In a recent study, researchers have uncovered significant limitations in the ability of leading artificial intelligence models to handle complex historical questions. Despite excelling in tasks such as coding and podcast generation, these models face considerable challenges when it comes to advanced history exams. The research team, affiliated with the Complexity Science Hub in Austria, introduced a new evaluation standard called Hist-LLM, which assesses the accuracy of large language models (LLMs) using the extensive Seshat Global History Databank. This benchmark tests the models' responses against verified historical facts.
The findings, presented at the prestigious NeurIPS conference, revealed that even the best-performing model, GPT-4 Turbo, achieved only about 46% accuracy—barely above random chance. Maria del Rio-Chanona, co-author of the study and associate professor at University College London, emphasized that while LLMs are adept at providing basic historical facts, they fall short in addressing nuanced, doctoral-level inquiries. The study also highlighted specific instances where LLMs provided incorrect answers due to their tendency to extrapolate from more prominent historical data, often overlooking less well-known but crucial details.

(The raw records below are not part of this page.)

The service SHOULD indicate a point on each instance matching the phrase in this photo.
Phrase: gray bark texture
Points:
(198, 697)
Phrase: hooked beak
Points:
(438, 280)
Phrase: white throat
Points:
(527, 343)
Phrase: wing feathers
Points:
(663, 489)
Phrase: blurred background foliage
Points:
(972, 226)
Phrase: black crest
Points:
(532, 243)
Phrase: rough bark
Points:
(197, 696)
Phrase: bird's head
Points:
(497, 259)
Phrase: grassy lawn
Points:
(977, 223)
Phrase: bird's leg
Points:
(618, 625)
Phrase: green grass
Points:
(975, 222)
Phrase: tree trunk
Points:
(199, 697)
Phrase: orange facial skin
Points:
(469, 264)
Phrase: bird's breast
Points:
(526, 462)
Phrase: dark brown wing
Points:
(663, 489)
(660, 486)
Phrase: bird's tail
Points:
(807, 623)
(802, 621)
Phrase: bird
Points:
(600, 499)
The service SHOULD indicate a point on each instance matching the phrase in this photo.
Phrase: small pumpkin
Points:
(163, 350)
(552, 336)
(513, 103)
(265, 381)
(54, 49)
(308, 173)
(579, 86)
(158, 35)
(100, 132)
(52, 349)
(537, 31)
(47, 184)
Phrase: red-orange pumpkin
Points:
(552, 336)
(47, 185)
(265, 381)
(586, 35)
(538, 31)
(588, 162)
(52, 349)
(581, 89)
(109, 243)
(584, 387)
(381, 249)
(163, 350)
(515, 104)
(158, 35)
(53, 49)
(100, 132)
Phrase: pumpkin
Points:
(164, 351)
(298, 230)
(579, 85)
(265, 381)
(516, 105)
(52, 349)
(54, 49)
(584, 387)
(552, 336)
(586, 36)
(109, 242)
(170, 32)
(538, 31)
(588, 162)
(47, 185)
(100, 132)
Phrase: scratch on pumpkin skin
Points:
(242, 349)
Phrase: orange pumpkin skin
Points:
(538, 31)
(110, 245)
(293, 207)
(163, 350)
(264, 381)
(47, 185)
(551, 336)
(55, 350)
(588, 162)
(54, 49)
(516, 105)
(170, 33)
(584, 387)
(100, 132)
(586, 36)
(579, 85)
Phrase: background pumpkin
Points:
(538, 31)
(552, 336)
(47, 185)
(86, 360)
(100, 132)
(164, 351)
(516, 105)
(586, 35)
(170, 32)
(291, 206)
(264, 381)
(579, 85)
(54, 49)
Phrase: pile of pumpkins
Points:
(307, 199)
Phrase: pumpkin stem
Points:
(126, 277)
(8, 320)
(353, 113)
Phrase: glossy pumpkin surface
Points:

The research underscores the importance of human expertise in specialized fields like history. Peter Turchin, the lead researcher, noted that LLMs are not yet a replacement for human historians in certain domains. However, the study’s authors remain optimistic about the potential for these models to assist historians in the future. By refining the benchmark with more diverse data and complex questions, the researchers aim to enhance the capabilities of LLMs in handling historical inquiries. Ultimately, this work highlights both the current limitations and the promising future of AI in supporting scholarly research.